College of Medicine and Health, University of Exeter, Exeter, UK.
Translational Clinical Research Institute, Newcastle University, Newcastle upon Tyne, UK.
Postgrad Med J. 2023 Jun 8;99(1171):423-427. doi: 10.1136/pmj-2022-142080.
To investigate whether sentiment analysis and topic modelling can be used to monitor the sentiment and opinions of junior doctors.
Retrospective observational study based on comments on a social media website.
Every publicly available comment in r/JuniorDoctorsUK on Reddit from 1 January 2018 to 31 December 2021.
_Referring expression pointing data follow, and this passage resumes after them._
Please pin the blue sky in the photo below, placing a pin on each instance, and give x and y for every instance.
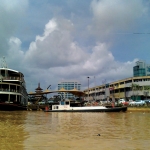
(54, 40)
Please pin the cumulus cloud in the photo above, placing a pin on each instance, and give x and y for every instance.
(10, 13)
(56, 47)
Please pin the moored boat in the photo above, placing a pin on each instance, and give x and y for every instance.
(64, 106)
(13, 94)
7707 Reddit users who commented in the r/JuniorDoctorsUK subreddit.
Sentiment (scored -1 to +1) of comments compared with results of surveys conducted by the General Medical Council.
Average comment sentiment was positive but varied significantly during the study period. Fourteen topics of discussion were identified, each associated with a different pattern of sentiment. The topic with the highest proportion of negative comments was the role of a doctor (38%), and the topic with the most positive sentiment was hospital reviews (72%).
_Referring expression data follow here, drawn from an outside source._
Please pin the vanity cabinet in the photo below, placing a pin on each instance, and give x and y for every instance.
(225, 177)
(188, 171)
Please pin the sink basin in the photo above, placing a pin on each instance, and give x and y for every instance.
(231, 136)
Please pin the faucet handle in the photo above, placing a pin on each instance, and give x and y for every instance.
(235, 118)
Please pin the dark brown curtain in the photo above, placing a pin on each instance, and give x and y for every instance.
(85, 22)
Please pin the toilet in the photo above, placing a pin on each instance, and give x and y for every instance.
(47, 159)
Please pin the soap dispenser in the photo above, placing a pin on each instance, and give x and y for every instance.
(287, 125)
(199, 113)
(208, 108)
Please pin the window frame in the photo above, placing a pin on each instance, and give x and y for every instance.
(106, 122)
Some topics discussed in social media are comparable to those queried in traditional questionnaires, whereas other topics are distinctive and offer insight into what themes junior doctors care about. Events during the coronavirus pandemic may explain the sentiment trends in the junior doctor community. Natural language processing shows significant potential in generating insights into junior doctors' opinions and sentiment.
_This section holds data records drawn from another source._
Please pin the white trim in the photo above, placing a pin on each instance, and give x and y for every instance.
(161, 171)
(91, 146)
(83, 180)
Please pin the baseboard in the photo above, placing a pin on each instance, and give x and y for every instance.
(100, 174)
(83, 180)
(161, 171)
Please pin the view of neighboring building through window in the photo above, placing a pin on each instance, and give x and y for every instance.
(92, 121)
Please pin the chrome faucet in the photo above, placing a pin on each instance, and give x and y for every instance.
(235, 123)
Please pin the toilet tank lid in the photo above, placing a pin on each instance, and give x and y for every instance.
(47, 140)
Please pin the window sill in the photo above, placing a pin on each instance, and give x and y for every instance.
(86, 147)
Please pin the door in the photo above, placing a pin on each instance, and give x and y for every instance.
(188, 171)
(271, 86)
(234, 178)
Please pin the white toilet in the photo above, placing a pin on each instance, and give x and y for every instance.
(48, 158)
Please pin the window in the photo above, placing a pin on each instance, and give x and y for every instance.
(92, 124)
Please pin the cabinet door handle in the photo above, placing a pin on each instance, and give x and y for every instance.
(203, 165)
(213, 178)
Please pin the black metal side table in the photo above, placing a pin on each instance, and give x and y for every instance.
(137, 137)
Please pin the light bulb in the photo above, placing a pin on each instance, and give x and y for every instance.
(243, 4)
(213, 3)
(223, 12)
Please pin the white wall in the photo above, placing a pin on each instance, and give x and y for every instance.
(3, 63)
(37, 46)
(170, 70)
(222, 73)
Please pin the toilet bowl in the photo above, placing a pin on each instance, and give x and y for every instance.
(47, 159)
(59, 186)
探讨情感分析和主题建模是否可用于监测初级医生的情绪和观点。
基于社交媒体网站评论的回顾性观察研究。
Reddit 上 r/JuniorDoctorsUK 中从 2018 年 1 月 1 日至 2021 年 12 月 31 日的所有公开评论。
在 r/JuniorDoctorsUK 子版块发表评论的 7707 名 Reddit 用户。
评论的情绪(评分为-1 到+1)与医学总会进行的调查结果进行比较。
平均评论情绪为阳性,但在研究期间变化显著。确定了 14 个讨论主题,每个主题都与不同的情绪模式相关。负面评论比例最高的主题是医生的角色(38%),而情绪最积极的主题是医院评价(72%)。
社交媒体中讨论的一些主题与传统问卷中查询的主题相似,而其他主题则独具特色,深入了解初级医生关注的主题。冠状病毒大流行期间的事件可能解释了初级医生群体中的情绪趋势。自然语言处理在生成初级医生意见和情绪的见解方面具有巨大潜力。